Hawaii needs to do more to eliminate the wage gap between men and women on average, according to supporters of a bill aimed at strengthening state law against gender-based pay discrimination.
The bill, discussed at a Senate Judiciary and Labor Committee hearing last week, said Hawaii has been better at reducing the gap compared with the rest of the nation but that the pace of improvement since 1960 suggests that pay parity won’t be reached until 2058.
“Women in Hawaii who are employed full time lose out on more than $1.4 billion annually because of the wage gap,” Catherine Betts, executive director of the Hawaii State Commission on the Status of Women, told the committee chaired by Sen. Gilbert Keith-Agaran. “This has real tangible and substantial effects on women and families.”
Authors of the bill cite a higher figure than what Betts mentioned for how much less women in Hawaii earn annually on the job — $1.7 billion — and added that the gap contributes to a higher poverty rate for women (12 percent) than men (7 percent).
The proposed legislation, Senate Bill 2313, said women in Hawaii earned
86 cents for every dollar that men earned on average for full-time, year-round work in 2014, which is better than the national average where pay for women equated to
79 cents to the dollar for men.
The U.S. Department of Labor provided new statistics last week that said women earned a bit more on the dollar relative to men in 2014 — 93 cents in Hawaii and
83 cents nationally.
The agency also said Hawaii had the closest gap of any state but said earnings comparisons by gender are on a broad level and don’t control for factors that can significantly influence earnings differences, such as job skills, responsibilities, work experience and specialization.
Still, employees in Hawaii need more protection under state law to erase the disparity, according to SB 2313.
“Action should be taken to encourage greater gender equality in the workplace,” the bill states.
SB 2313 proposes to reduce the number of legally permissible reasons that allow an employer to pay a woman less than a man for the same work.
Hawaii’s existing equal-pay law allows employers to pay someone of the opposite sex less for work that requires equal skill, effort and responsibility under similar conditions only if the pay is governed by a seniority system, a merit system, a bona fide occupational qualification or the quantity or quality of production. The law also allows a pay disparity for equal work if it is based on “any other permissible factor other than sex.”
Proposed amendments to the law offered in the bill would eliminate the last broad category along with pay specifically based on production quantity or quality. Also, extra qualifications would be added to the other exemptions.

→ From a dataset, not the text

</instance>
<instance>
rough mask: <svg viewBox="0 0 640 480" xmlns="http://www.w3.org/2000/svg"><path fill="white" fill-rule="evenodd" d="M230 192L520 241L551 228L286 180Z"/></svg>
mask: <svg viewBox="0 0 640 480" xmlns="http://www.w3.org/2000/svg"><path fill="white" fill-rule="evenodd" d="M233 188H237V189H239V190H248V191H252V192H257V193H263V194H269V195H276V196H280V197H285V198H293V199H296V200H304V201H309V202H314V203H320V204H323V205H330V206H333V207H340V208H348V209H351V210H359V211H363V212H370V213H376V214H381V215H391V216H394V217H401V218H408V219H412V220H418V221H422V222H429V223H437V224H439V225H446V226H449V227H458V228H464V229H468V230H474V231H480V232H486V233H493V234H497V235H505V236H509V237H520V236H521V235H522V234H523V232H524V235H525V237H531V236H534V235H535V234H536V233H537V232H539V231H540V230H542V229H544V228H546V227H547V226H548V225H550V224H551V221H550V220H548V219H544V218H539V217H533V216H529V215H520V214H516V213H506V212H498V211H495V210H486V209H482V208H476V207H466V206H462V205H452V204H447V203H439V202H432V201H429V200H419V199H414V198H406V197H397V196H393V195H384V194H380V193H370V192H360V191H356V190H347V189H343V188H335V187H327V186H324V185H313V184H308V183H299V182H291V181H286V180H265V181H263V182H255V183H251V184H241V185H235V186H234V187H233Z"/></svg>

For example, a merit system, which perhaps could cover work quality, must be applied consistently and without discrimination. An occupational qualification, under the bill, must be necessary for a position and have no disparate impact based on sex. And for a seniority system to be a valid exemption, it must be established by a collective bargaining agreement, civil service requirement or formal employer policy.

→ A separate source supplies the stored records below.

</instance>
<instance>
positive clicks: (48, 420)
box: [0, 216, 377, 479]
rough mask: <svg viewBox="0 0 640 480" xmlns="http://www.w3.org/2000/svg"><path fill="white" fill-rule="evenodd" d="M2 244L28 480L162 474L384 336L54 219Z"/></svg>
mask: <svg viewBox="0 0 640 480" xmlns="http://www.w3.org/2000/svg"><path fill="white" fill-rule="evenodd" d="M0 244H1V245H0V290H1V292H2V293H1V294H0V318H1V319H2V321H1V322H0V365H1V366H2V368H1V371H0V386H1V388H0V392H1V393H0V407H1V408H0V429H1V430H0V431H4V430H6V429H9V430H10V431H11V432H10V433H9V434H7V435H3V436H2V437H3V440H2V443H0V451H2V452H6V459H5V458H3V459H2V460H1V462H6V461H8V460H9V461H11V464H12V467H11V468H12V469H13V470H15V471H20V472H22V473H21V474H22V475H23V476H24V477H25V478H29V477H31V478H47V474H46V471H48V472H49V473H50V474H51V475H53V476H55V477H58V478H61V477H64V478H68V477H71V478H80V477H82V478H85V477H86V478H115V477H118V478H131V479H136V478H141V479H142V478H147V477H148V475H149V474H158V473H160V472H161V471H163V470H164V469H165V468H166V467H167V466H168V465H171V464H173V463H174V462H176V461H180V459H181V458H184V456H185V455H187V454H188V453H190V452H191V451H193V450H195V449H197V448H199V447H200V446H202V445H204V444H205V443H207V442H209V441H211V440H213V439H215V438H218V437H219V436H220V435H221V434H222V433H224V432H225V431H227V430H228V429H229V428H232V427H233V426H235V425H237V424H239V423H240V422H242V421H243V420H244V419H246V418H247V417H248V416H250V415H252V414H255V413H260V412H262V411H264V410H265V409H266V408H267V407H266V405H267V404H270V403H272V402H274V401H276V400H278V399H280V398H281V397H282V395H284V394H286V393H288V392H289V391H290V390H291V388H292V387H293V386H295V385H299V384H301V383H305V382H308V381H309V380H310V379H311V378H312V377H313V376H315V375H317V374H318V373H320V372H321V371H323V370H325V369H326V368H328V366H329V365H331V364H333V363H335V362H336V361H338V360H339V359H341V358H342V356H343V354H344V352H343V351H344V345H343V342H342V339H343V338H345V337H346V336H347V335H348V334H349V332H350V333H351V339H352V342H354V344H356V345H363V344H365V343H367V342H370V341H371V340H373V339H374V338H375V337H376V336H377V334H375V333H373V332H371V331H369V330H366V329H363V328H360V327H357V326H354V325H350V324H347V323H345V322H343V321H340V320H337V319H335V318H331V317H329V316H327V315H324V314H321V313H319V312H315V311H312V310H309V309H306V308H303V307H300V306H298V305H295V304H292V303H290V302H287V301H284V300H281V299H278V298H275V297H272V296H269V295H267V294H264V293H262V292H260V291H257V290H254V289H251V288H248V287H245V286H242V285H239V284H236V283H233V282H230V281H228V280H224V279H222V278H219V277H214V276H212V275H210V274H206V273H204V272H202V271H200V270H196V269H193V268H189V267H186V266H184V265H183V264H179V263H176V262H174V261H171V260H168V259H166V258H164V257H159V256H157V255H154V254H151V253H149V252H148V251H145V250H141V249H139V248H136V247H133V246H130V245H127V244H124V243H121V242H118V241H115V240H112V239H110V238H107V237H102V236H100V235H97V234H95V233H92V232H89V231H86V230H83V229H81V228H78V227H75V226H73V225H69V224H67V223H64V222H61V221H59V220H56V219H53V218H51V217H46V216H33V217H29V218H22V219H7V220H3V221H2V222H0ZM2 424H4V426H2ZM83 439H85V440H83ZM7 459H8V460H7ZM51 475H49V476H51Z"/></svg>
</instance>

The bill also would eliminate a requirement under existing law that allows wage comparisons only for employees in the same physical location. The bill also forbids employers from discouraging or prohibiting employees from inquiring about or disclosing the pay of co-workers.
One other proposed tweak to the law would change the phrase “equal work” to “substantially similar work.”
Federal wage discrimination law considers “equal” to mean substantially equal and offers additional protections including prohibiting employers from lowering wages to equalize pay. Federal law also counts other compensation benefits such as bonuses, a company car, expense account and insurance as part of wages.
Initial public testimony on SB 2313 mostly endorsed the bill. Advocates included the Hawaii Civil Rights Commission, which enforces state employment discrimination laws, the Women’s Caucus of the Democratic Party of Hawaii, Planned Parenthood and several individuals.
The only opposition came from Mary Smart of Mililani and the National Federation of Independent Business.
Smart and the NFIB argue that Hawaii’s equal-pay law provides adequate protection for women and that changing the law as proposed will invite more frivolous litigation efforts against employers.
Melissa Pavlicek, the NFIB’s local representative, said the pay gap cited in the bill is misleading because factors other than discrimination contribute to differences in average pay.
She cited a 2009 report prepared for the U.S. Department of Labor that said average pay differences by gender are influenced by women trading pay for better family-friendly employment benefits, women who leave the workforce for childbirth or to care for children or elderly relatives, and other nondiscriminatory factors.
“We believe (state and federal) laws already cover the issue of gender wage discrimination, and have not seen any credible evidence that these laws are not sufficient to prevent wage discrimination outside of misleading statistics,” Pavlicek said in written testimony.
The Senate committee asked for more information from NFIB including language from equal-pay laws in other states that the business organization embraces. A decision on whether to advance the bill is expected to be made Feb. 16.
A similar bill introduced in the House, HB 1909, has not been scheduled for a hearing yet.